Protecting access to sensitive information and providing strong authentication for all financial transactions is expected of any financial app. However the hardware limitations, platform semantics and the lack of knowledge of most users make the hard problem of securing access harder.
Authentication is usually done based on either what user knows (password, PIN, etc.), what user has (token, chip card, etc.), or what user is (biometric data). The password based model that is still being used by many financial apps and services is fraught with security vulnerabilities. Services often rely on additional, second factor authentication in the form of a one time password (OTP) sent through SMS. This model is reasonably secure in the desktop browser world, but it is broken in the android world, since most apps and most human attackers can access the data stored on an Android device, such as the SMS messages.
We believe that the password model, the OTP model and models that combined the two are unreliable for a financial application. Biometrics based approaches are impractical for a large number of Android users. We couldn’t always rely on what user knows, as it was impractical to expect all the users to be cautious in both specifying what they know and to not share the same information with others. We brainstormed a few approaches that rely on what user has and what user is. Trusted Contacts is one such model that relies on both what user has and what user is in an interesting and simple way.
Trusted Contacts relies on humans as the challengers and the verifiers of identity. Humans naturally use biometrics and other ambient signals to authenticate people in everyday interactions. This process is too complex for a machine to emulate and is practically infeasible. With Trusted Contacts, we wanted to rely on this natural power of humans and convert the result of such authentication to a value which is easily representable, transmittable and has sufficient entropy.
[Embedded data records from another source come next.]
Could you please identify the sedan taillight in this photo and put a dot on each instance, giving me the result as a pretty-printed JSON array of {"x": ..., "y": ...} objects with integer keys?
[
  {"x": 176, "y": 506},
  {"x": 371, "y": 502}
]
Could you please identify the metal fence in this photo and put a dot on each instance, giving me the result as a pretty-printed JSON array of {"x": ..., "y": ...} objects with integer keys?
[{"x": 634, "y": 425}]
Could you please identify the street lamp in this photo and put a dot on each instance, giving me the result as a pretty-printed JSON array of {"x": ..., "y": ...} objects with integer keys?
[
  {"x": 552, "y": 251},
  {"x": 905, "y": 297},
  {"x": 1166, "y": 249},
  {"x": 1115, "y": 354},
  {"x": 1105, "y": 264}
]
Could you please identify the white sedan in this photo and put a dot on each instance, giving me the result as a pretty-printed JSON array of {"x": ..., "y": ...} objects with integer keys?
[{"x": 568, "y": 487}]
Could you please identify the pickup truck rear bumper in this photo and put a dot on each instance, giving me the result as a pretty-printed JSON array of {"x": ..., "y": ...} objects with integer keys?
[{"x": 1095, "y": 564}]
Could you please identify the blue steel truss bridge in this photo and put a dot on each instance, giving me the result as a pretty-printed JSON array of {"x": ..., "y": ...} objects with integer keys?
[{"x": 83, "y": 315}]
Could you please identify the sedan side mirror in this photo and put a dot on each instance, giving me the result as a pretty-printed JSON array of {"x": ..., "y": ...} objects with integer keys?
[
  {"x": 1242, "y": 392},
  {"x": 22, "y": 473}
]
Such a value, can then be presented to the system and be used for authentication by the user who was challenged.
A user first sets up his Trusted Contacts by nominating a set of at least 3 contacts identified by their mobile numbers. The nominated contacts need not be users of our system. The contacts are informed about their nomination and their role in securing the user’s account. They are told that when the user attempts to re-login from a clean state they will receive a code from Zeta. The contacts are requested to ascertain the identity of the user before they share the code they received.
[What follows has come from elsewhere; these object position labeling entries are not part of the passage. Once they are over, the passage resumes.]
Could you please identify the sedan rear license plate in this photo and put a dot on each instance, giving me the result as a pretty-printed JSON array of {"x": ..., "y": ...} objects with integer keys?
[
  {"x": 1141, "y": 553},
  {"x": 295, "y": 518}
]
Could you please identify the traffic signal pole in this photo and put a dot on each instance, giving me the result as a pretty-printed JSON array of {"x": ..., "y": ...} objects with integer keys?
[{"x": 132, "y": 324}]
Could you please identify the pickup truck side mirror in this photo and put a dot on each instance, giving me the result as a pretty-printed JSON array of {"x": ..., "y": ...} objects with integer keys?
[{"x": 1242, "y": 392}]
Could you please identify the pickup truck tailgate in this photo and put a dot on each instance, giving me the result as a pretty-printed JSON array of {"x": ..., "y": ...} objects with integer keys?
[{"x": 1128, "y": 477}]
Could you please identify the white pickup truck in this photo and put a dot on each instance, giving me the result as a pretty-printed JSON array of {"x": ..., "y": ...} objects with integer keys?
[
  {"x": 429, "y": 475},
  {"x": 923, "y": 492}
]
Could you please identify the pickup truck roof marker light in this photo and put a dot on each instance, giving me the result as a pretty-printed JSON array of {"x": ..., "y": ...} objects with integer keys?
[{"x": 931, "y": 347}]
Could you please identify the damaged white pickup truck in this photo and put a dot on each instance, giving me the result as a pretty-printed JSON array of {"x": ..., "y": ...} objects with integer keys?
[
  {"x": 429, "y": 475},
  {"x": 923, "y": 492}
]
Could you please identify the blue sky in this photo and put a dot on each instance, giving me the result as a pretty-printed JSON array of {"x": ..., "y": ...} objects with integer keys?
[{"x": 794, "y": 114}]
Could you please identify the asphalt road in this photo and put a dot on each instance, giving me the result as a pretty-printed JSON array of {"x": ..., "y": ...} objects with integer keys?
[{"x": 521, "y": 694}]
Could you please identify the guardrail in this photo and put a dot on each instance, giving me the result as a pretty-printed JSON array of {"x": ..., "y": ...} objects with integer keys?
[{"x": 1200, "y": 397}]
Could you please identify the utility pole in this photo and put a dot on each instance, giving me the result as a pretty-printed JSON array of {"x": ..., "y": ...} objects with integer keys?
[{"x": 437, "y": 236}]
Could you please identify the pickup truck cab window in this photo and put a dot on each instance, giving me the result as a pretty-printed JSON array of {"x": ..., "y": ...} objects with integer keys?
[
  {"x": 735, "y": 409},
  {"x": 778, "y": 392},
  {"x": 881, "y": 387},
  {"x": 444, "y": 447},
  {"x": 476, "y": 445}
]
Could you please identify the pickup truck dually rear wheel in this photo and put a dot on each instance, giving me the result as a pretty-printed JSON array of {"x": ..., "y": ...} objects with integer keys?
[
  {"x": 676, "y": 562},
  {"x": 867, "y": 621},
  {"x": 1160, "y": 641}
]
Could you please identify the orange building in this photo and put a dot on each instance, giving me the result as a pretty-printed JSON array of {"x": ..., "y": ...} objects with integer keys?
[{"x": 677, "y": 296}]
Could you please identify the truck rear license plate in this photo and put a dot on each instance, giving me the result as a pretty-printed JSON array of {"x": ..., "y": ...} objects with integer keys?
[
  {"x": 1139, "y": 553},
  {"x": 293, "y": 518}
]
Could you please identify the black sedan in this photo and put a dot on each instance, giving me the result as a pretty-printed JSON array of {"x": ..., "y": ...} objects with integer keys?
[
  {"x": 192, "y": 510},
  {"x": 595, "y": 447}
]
When an existing user attempts to login, he is challenged with OTP based first factor. After successful authentication with an OTP, if the user has his Trusted Contacts setup, he is challenged to provide authentication codes from at least 2 of the nominated contacts. The User indicates the contacts he would like to rely on in this particular instance. Zeta sends codes to those contacts along with a brief reminder about their role in this exercise. The user is expected to get in touch with his trusted contacts and receive the codes. If the user provides the right codes, he is given access to his account with Zeta.
During authentication, the interaction between User and his contacts is unknown to the system. The system does not provide any hints other than the name (and possibly a picture, in the future) of the contact as known to Zeta, on how to contact and/or how to establish identity. Authentication codes are securely generated 4 digit random numbers and are specific to the current authentication session of the user. As of now, the authentication codes are sent to contacts by SMS. If the contact is a Zeta user as well, we intend to use secure channels to communicate authentication codes. We intend to provide hints to the contacts on how they could challenge the user, so that they are alerted to the sensitivity of the role and can fulfil it meaningfully.
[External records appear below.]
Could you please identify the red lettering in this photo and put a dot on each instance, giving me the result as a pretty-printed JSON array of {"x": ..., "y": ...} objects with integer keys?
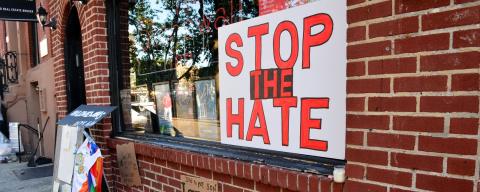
[
  {"x": 310, "y": 40},
  {"x": 292, "y": 30},
  {"x": 234, "y": 70},
  {"x": 258, "y": 31},
  {"x": 306, "y": 123},
  {"x": 256, "y": 76},
  {"x": 236, "y": 119},
  {"x": 286, "y": 84},
  {"x": 257, "y": 113},
  {"x": 285, "y": 104},
  {"x": 270, "y": 83}
]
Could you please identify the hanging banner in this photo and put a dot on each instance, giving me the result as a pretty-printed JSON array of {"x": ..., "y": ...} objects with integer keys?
[
  {"x": 18, "y": 10},
  {"x": 283, "y": 80}
]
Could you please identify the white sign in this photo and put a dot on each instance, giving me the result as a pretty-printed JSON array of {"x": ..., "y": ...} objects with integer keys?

If the contacts play their role reasonably well, we believe this model will be highly reliable. Given the required human interaction involved, it will also be a very unattractive target for computerised attacks. While the contacts are also likely to have Android phones, we have tried our best to make the auth code SMS messages not usable by malware and spyware.
The success of this feature and thereby the reliability of the security it can offer hinges a good deal on the user education and the overall user experience. We have done several iterations to arrive at the current interactions. We do believe that there is a lot of room for improvement in the overall Trusted Contacts experience. However, we think it is sufficiently ready for initial adopters and to gather feedback. We would love to hear what you think!
NOTE: Trusted Contacts in isolation is not sufficient security measure or a complete authentication approach. This is only one of the elements of a more elaborate system and application security model and relies quite heavily on other modules of the model to provide the security we rely upon.